I see so many posts daily from tons of "experts" on love. Here's the thing...nobody is an expert on love. We all have different life experiences that show us what love is and what love is not.  I share my experiences because perhaps they can help some of you...but I am no expert.

Love can be masked by many other things, but true love....real love is something that cannot be described, only felt. True love is the cool side of the pillow, a clear mind, comfort, peace, the first day of summer. The warmth of a trusted embrace. Wanting to live every day better than the last because the future is so promising.

Now, love confused as other feelings....that is something entirely different. Possession masked as love is painful. Confining. Walking on eggshells. Guilt. Ownership masked as love is a false safety. A dream world of a sanctuary without the reality of the commitment of it.  Insecurity and jealousy masked as love are full of games. Ups and downs and anger and a lack of peace. Shame. Resentment.

Here's the crazy thing. These other feelings, although they have some extreme, heart wrenching lows....also have some extremely passionate emotions attached with them. Unhealthy "love" can be intoxicating. We will endure being called terrible names, feeling lower than we have ever felt before, more confusion than ever, tears and yelling and heartache--for the promise of that passionate kiss, those teary-eyed apologies and "I-love-you"s.

Until one day, we grow tired of the up and down battles. We want something more. We want something healthy and lasting. We want something we don't have to be miserable for in order to "win" short-lived happiness.

We want REAL love.

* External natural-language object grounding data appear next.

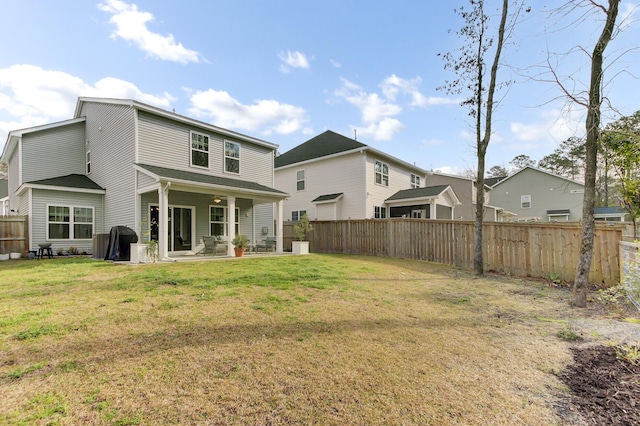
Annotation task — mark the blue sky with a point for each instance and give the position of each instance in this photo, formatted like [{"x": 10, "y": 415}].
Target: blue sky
[{"x": 287, "y": 70}]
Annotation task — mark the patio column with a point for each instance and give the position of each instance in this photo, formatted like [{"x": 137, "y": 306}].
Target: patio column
[
  {"x": 231, "y": 223},
  {"x": 163, "y": 219},
  {"x": 279, "y": 228}
]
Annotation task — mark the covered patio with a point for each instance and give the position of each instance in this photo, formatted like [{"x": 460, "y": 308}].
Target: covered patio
[{"x": 178, "y": 208}]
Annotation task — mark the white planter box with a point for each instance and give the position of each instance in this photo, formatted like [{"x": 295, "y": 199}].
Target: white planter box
[
  {"x": 139, "y": 253},
  {"x": 300, "y": 247}
]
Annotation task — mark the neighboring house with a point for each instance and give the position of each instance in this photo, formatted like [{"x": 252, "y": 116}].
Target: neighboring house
[
  {"x": 121, "y": 162},
  {"x": 467, "y": 192},
  {"x": 332, "y": 177},
  {"x": 4, "y": 197},
  {"x": 538, "y": 195},
  {"x": 610, "y": 214}
]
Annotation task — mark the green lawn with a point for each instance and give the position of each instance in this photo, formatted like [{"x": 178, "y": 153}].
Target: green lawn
[{"x": 276, "y": 340}]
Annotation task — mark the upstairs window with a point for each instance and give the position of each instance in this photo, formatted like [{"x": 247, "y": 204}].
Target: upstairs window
[
  {"x": 382, "y": 173},
  {"x": 380, "y": 212},
  {"x": 415, "y": 181},
  {"x": 296, "y": 215},
  {"x": 231, "y": 157},
  {"x": 88, "y": 162},
  {"x": 199, "y": 150}
]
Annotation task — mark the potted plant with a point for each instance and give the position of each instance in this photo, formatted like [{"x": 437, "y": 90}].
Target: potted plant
[
  {"x": 240, "y": 243},
  {"x": 300, "y": 231}
]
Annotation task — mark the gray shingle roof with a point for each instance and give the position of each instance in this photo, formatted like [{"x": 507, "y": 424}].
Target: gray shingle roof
[
  {"x": 324, "y": 144},
  {"x": 429, "y": 191},
  {"x": 69, "y": 181},
  {"x": 209, "y": 179}
]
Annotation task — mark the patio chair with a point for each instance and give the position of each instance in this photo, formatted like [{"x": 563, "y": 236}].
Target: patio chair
[
  {"x": 213, "y": 244},
  {"x": 269, "y": 244}
]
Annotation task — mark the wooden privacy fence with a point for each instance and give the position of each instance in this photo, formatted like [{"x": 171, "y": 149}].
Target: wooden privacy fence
[
  {"x": 539, "y": 250},
  {"x": 14, "y": 232}
]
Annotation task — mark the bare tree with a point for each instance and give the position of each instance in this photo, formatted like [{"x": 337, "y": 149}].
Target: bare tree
[
  {"x": 592, "y": 123},
  {"x": 468, "y": 63}
]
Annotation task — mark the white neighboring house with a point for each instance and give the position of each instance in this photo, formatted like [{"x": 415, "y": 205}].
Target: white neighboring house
[
  {"x": 538, "y": 195},
  {"x": 333, "y": 177}
]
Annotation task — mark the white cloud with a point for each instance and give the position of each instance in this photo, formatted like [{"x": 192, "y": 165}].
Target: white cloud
[
  {"x": 264, "y": 116},
  {"x": 294, "y": 60},
  {"x": 30, "y": 95},
  {"x": 375, "y": 111},
  {"x": 131, "y": 25}
]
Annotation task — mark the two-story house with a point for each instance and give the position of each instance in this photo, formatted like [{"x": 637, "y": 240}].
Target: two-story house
[
  {"x": 538, "y": 195},
  {"x": 121, "y": 162},
  {"x": 333, "y": 177}
]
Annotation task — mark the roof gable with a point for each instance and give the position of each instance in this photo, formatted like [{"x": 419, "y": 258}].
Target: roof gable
[
  {"x": 325, "y": 144},
  {"x": 535, "y": 169}
]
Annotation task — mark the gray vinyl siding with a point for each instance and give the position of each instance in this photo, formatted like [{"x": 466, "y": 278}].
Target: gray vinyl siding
[
  {"x": 53, "y": 152},
  {"x": 14, "y": 183},
  {"x": 548, "y": 192},
  {"x": 343, "y": 174},
  {"x": 145, "y": 180},
  {"x": 165, "y": 143},
  {"x": 42, "y": 198},
  {"x": 110, "y": 130}
]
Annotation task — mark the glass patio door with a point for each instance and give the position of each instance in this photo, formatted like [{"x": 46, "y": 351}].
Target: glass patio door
[{"x": 180, "y": 229}]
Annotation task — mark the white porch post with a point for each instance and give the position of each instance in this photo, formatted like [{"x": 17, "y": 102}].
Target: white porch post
[
  {"x": 280, "y": 229},
  {"x": 163, "y": 218},
  {"x": 231, "y": 222}
]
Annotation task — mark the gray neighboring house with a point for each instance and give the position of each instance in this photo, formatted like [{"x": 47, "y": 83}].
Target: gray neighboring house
[
  {"x": 536, "y": 195},
  {"x": 333, "y": 177},
  {"x": 121, "y": 162},
  {"x": 467, "y": 191}
]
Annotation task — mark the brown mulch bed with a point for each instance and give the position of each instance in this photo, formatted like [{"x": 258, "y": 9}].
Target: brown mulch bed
[{"x": 605, "y": 389}]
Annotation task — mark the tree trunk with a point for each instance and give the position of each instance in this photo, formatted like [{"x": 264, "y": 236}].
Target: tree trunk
[{"x": 581, "y": 283}]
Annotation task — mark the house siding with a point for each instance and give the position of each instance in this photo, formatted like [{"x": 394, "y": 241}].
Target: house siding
[
  {"x": 399, "y": 179},
  {"x": 41, "y": 198},
  {"x": 326, "y": 176},
  {"x": 110, "y": 130},
  {"x": 548, "y": 192},
  {"x": 53, "y": 152},
  {"x": 174, "y": 138}
]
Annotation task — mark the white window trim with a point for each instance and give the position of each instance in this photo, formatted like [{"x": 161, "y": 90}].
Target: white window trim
[
  {"x": 191, "y": 149},
  {"x": 88, "y": 162},
  {"x": 415, "y": 181},
  {"x": 71, "y": 222},
  {"x": 382, "y": 174},
  {"x": 378, "y": 210},
  {"x": 300, "y": 214},
  {"x": 224, "y": 154},
  {"x": 303, "y": 180}
]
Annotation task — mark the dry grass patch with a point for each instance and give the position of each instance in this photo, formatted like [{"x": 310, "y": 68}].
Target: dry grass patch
[{"x": 293, "y": 340}]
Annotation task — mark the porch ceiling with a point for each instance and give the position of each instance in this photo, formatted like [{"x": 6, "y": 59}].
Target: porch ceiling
[{"x": 214, "y": 183}]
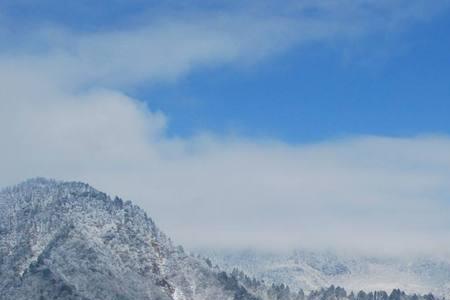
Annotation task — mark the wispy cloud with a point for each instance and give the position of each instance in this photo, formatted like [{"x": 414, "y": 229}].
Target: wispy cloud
[{"x": 63, "y": 114}]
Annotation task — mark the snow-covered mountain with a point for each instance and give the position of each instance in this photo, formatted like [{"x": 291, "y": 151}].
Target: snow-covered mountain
[
  {"x": 312, "y": 270},
  {"x": 66, "y": 240}
]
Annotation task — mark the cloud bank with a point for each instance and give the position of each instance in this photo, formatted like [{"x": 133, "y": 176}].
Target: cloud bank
[{"x": 65, "y": 113}]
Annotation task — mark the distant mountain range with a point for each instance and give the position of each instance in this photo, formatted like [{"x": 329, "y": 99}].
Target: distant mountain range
[
  {"x": 66, "y": 240},
  {"x": 312, "y": 270}
]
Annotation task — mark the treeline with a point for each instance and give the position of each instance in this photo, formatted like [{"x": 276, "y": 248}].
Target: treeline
[{"x": 247, "y": 288}]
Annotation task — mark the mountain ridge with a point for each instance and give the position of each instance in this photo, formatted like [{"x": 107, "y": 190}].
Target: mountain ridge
[{"x": 67, "y": 240}]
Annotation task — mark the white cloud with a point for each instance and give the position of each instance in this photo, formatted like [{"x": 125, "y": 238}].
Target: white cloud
[{"x": 63, "y": 115}]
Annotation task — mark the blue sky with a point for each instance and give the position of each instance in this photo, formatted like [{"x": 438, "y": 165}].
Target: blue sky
[
  {"x": 236, "y": 120},
  {"x": 385, "y": 83}
]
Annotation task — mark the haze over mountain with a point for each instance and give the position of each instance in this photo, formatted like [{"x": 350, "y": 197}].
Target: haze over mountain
[{"x": 66, "y": 240}]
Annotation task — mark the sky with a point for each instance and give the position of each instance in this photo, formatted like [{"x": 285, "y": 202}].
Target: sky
[{"x": 240, "y": 123}]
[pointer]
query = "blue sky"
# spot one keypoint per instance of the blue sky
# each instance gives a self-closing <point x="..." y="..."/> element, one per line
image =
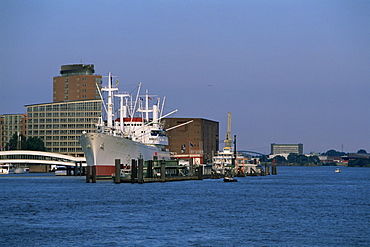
<point x="289" y="71"/>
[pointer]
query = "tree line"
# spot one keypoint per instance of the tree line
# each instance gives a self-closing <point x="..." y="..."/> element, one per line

We want peace.

How did I start on this path? I worked on loving and forgiving and healing...myself. My lack of love for myself caused me to allow others in who didn't care for me, either. So I went to the source. I began to heal. I began to examine and feel and grow and learn who I was entirely in order to grow into who I wanted to be. I became more whole again.

So what happens when we find that healthy relationship after years of unhealthy ones? Do we accept it with open arms? In my experience, it takes work. I am not used to this comfort. This lasting love. This open heart who loves me unconditionally, despite my flaws. The soul who sees my soul in all of it's entirety, it's light and airy parts and it's dark and cold crevices....and still loves me. This person who reassures me, even when I am at my most difficult, my most defensive, my most emotional. The one who I laugh with, cry with, and talk to about anything. The one who plans a future with me without question, without games--without question.

This, although beautiful, is hard. The old me, the me who is used to chaos, has a hard time accepting this peace. The old me comes out at times and has tried to sabotage this amazing thing. She has tried to run away from this pure joy, this commitment because, well, she was only used to chaos. To pain. To heartache.

Yet, through care and time and introspection, I have learned to embrace this healthy and beautiful love. This peace. I have learned to nurture myself and change the thought processes that lead me to mistreated before. I have learned to love MYSELF which allows me to accept being LOVED and also allows me to LOVE FULLY. I have focused on learning from those around me with healthy and lasting relationships. I have stopped being stubborn, and I have decided to allow something wonderful to be a part of my life. I have learned that I am worth being loved and I am worth loving. That, my friends, is how I began to accept this amazing concept called "love"...and I feel comfort, warmth, and joy every day of my life.

...and I know you can feel that, too. It starts with you...and when you find that person, it ends with you as a team.